A trio of Liberal members remain out of the reach of a NSW parliamentary inquiry set to resume hearing evidence.
Former Liberal state executive member Christian Ellis, his mother Hills Shire councillor Virginia Ellis and Jean-Claude Perrottet, the younger brother of NSW Premier Dominic Perrottet, have gone to ground after being sought as witnesses for the inquiry established in December.
The parliamentary committee behind the inquiry has resorted to employing and sending process servers on a 2000km hunt around Sydney and southern NSW for the trio - a step dubbed unprecedented by Labor MP Penny Sharpe.
Liberal MP Robyn Preston, who employs Cr Ellis in her office, has also been asked to help find her.
"We believe she could provide information relevant to the inquiry terms of reference," committee chair Sue Higginson told Ms Preston.
Another of the premier's brothers on Monday declined to give evidence in the "Labor/Greens circus".
"I reserve my position in relation to the partisan, ill-informed, speculative and defamatory commentary, including statements to the press, and 'media releases', by some committee members," Charles Perrottet told the committee via email.

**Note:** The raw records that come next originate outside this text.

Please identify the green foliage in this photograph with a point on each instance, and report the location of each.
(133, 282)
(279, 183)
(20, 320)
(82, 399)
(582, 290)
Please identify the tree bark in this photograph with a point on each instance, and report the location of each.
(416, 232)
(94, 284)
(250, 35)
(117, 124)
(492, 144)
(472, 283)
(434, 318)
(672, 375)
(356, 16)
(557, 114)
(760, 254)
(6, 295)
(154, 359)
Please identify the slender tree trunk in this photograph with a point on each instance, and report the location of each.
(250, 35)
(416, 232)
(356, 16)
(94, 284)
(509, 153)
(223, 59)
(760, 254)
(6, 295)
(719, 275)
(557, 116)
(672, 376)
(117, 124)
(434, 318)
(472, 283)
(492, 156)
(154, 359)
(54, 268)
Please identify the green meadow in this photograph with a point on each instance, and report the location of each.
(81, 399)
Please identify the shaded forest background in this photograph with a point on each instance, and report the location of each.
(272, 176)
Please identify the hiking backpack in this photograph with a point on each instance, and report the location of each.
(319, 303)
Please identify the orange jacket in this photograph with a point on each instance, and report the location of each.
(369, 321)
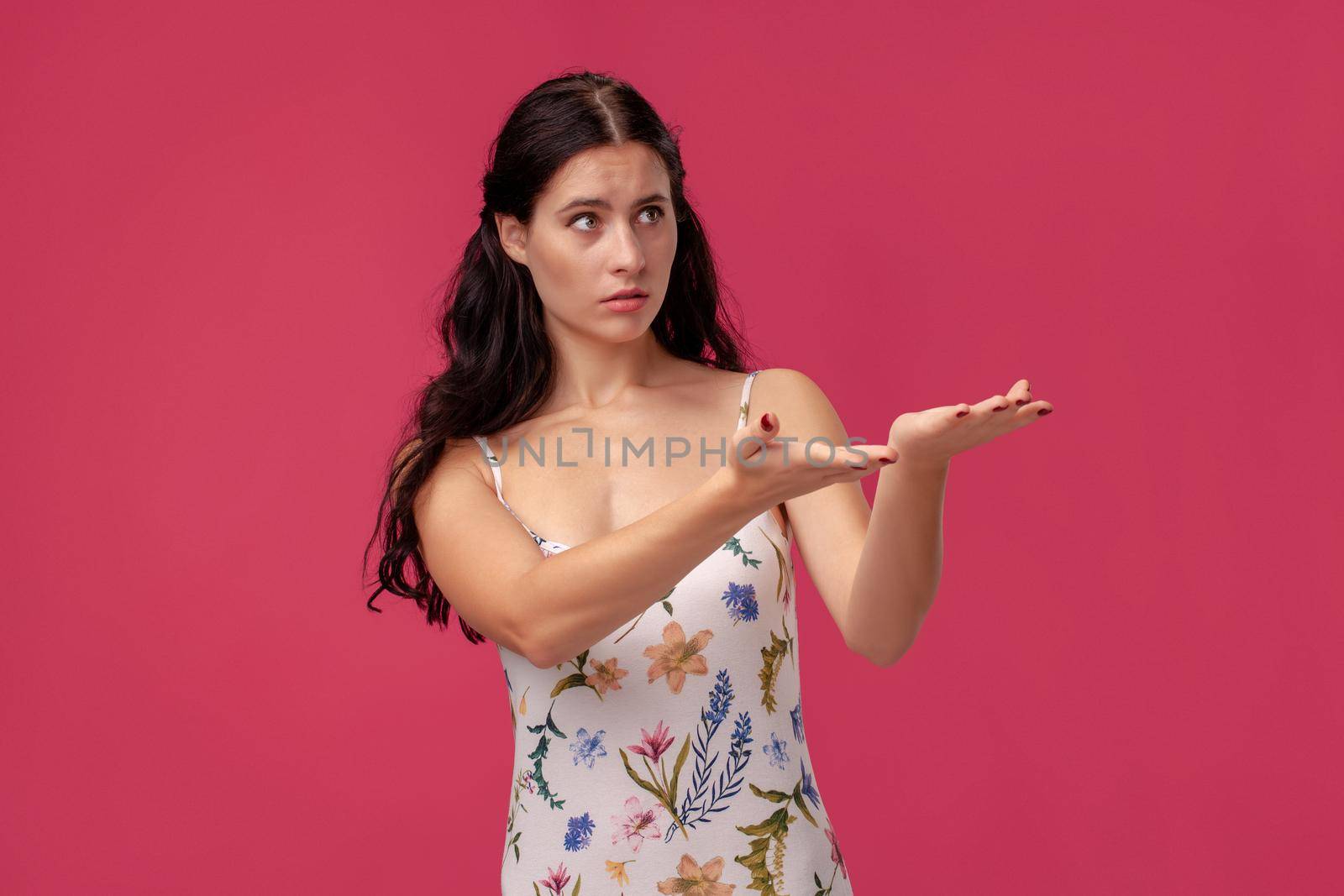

The probe was launched after Liberal MP Ray Williams used parliamentary privilege in June to allege several senior party members had been paid to install councillors onto the Hills Shire Council to be friendly to developer Jean Nassif.
Mr Nassif, the boss of Toplace, has been offered the chance to appear as a witness on Thursday via video link.
But he was warned being outside NSW meant parliamentary privilege over his evidence would not automatically apply.
Alan Haselden is the only person listed to appear before the inquiry on Thursday.
Mr Haselden is a former Liberal councillor on the Hills Shire Council, who served on council from 2012 to 2019, according to his LinkedIn profile
Businessman Frits Mare told the inquiry last week Jean-Claude Perrottet, now 26, and Mr Ellis asked him for $50,000 in 2019 to help "get rid of (federal Liberal MP) Alex Hawke, stack his seat".
The premier says the inquiry is a political hatchet job cooked up by Labor to smear him in the lead-up to next month's election.
Documents released by the committee on Wednesday showed Hills Shire Council general manager Michael Edgar provided Cr Ellis's contact details to assist the inquiry's search.
The committee also released letters from process servers engaged to find Mr Ellis and his mother, detailing a trip to southern NSW properties in which a woman purporting to be his wife answered the door.
She denied knowing where he was and "appeared nervous and evasive in the answers towards the agent", the process service agency said.
Nine other attempts to locate the trio were detailed in the letters.
The committee had previously been in contact with Mr Ellis and Jean-Claude Perrottet in January.